Kepala Badan Teknologi Pertahanan Kementerian Pertahanan, Laksamana Muda TNI Arif Harnanto, menyampaikan delapan langkah tersebut dalam Indonesia Drone Expo di JIExpo, Kemayoran, Jakarta, Rabu, 12 Agustus 2026.

Kemenhan Susun Peta Jalan hingga Ekosistem AI Nasional

Langkah pertama yang disiapkan Kemenhan adalah menyusun peta jalan pengembangan drone berbasis misi dengan kebutuhan pertahanan dan skenario operasi sebagai titik awal.

"Langkah pertama yakni menyusun peta jalan berbasis misi yang dimulai dari kebutuhan pertahanan dan skenario operasi," kata Arif.

Penyusunan peta jalan tersebut diperlukan agar pengguna teknologi, khususnya TNI, memperoleh teknologi drone yang sesuai dengan kebutuhan operasional di lapangan.

Langkah kedua adalah membangun standar interoperabilitas yang kuat agar sistem komunikasi dan penggunaan data dari teknologi drone dapat dilakukan secara terintegrasi.

Interoperabilitas tersebut diharapkan membuat seluruh matra TNI dapat berada dalam satu komando ketika menggunakan drone dan memanfaatkan data yang diperoleh dari teknologi tersebut.

Langkah ketiga dilakukan dengan menyediakan fasilitas latihan sekaligus fasilitas pengembangan untuk meningkatkan kemampuan dan penguasaan teknologi drone.

Setelah fasilitas tersedia, Kemenhan menjalankan langkah keempat dengan mengembangkan teknologi drone secara bertahap sesuai kemampuan, kebutuhan, dan perkembangan teknologi.

Langkah kelima adalah membangun ekosistem data dan kecerdasan buatan atau artificial intelligence (AI) pada tingkat nasional.

"Selanjutnya langkah kelima yakni perlu membangun ekosistem data dan AI nasional," ungkap Arif.

Ekosistem tersebut menjadi bagian penting dalam pengembangan drone karena teknologi pesawat tanpa awak semakin berkaitan dengan pemanfaatan data dan sistem kecerdasan buatan.

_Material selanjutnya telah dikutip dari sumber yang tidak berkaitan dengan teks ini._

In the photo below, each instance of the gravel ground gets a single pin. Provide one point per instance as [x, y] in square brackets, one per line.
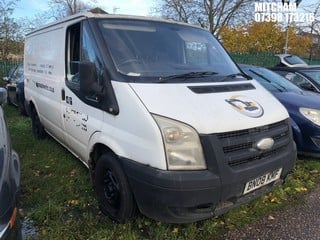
[294, 222]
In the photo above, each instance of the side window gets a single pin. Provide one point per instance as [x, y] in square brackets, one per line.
[89, 50]
[73, 53]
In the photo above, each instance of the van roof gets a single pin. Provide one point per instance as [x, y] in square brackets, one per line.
[89, 14]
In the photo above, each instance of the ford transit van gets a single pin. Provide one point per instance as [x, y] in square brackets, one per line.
[159, 113]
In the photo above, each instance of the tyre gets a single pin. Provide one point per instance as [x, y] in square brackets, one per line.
[112, 189]
[37, 128]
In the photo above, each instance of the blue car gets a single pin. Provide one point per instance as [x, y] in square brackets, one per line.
[303, 108]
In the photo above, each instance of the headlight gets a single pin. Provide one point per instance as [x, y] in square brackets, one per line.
[312, 114]
[182, 145]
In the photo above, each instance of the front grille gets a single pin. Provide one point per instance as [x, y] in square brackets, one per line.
[239, 146]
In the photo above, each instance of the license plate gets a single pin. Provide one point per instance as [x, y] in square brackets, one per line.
[262, 180]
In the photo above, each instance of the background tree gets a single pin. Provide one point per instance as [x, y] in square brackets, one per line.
[63, 8]
[11, 40]
[264, 37]
[313, 28]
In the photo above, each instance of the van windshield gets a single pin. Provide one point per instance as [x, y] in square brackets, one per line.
[166, 51]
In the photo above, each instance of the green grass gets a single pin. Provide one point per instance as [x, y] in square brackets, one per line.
[57, 195]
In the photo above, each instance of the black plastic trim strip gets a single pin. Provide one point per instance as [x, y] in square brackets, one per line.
[221, 88]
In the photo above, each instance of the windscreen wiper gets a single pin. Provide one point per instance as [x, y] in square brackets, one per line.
[186, 76]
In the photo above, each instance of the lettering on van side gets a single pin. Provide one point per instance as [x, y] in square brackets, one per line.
[45, 69]
[45, 87]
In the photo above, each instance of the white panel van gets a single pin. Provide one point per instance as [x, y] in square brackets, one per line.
[159, 113]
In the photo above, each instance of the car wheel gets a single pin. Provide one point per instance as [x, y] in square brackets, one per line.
[113, 190]
[37, 128]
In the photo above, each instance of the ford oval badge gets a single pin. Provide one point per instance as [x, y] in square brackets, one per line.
[246, 106]
[265, 144]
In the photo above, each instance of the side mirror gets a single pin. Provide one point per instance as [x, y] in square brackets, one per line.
[88, 78]
[3, 96]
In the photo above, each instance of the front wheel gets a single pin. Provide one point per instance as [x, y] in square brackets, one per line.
[37, 128]
[112, 189]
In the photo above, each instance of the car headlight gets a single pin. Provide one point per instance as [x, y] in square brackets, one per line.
[182, 145]
[312, 114]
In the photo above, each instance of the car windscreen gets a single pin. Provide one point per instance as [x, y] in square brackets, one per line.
[165, 50]
[293, 60]
[315, 75]
[270, 80]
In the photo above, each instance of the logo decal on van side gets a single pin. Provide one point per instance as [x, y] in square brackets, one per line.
[246, 106]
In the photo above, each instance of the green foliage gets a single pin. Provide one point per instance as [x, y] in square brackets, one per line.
[57, 195]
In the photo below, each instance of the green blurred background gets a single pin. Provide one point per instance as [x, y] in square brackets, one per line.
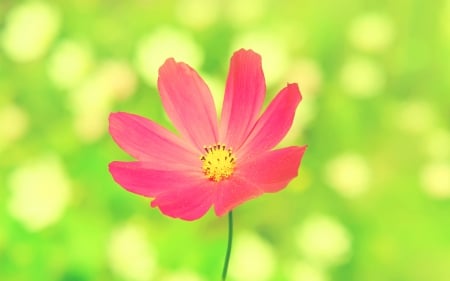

Rantai Pasok, Penangkal Drone, dan SDM Diperkuat

Langkah keenam adalah memperkuat rantai pasok untuk memenuhi berbagai kebutuhan teknis dalam pengembangan dan pengoperasian drone.

Penguatan rantai pasok juga membuka kesempatan bagi industri pertahanan dalam negeri untuk mengambil peran lebih besar dalam pengembangan teknologi drone yang digunakan TNI.

Langkah ketujuh adalah membangun dan memperkuat kemampuan Counter Unmanned Aircraft System atau sistem penangkal pesawat tanpa awak secara paralel.

Kemampuan tersebut diperlukan agar Indonesia tidak hanya mampu mengoperasikan dan mengembangkan drone, tetapi juga memiliki kemampuan menghadapi ancaman maupun serangan drone asing.

Langkah kedelapan adalah meningkatkan kapasitas dan kualitas sumber daya manusia yang terlibat dalam ekosistem teknologi drone.

Peningkatan kualitas SDM mencakup personel yang bertugas sebagai pengawak atau operator hingga tenaga yang memiliki kemampuan merakit dan mengembangkan drone.

Arif menilai perkembangan teknologi drone harus berjalan beriringan dengan peningkatan kualitas SDM karena kemajuan perangkat dan sistem tidak akan optimal tanpa personel yang mampu mengoperasikan, merakit, mengembangkan, dan memanfaatkannya.

Secara keseluruhan, delapan agenda Kemenhan mencakup penyusunan peta jalan berbasis misi, pembangunan standar interoperabilitas, penyediaan fasilitas latihan dan pengembangan, pengembangan teknologi secara bertahap, pembangunan ekosistem data dan AI nasional, penguatan rantai pasok, pembangunan kemampuan penangkal drone, serta peningkatan kapasitas SDM.

Arif meyakini penerapan delapan agenda tersebut akan membuat TNI mampu memaksimalkan pemanfaatan teknologi drone untuk memperkuat sistem pertahanan Indonesia.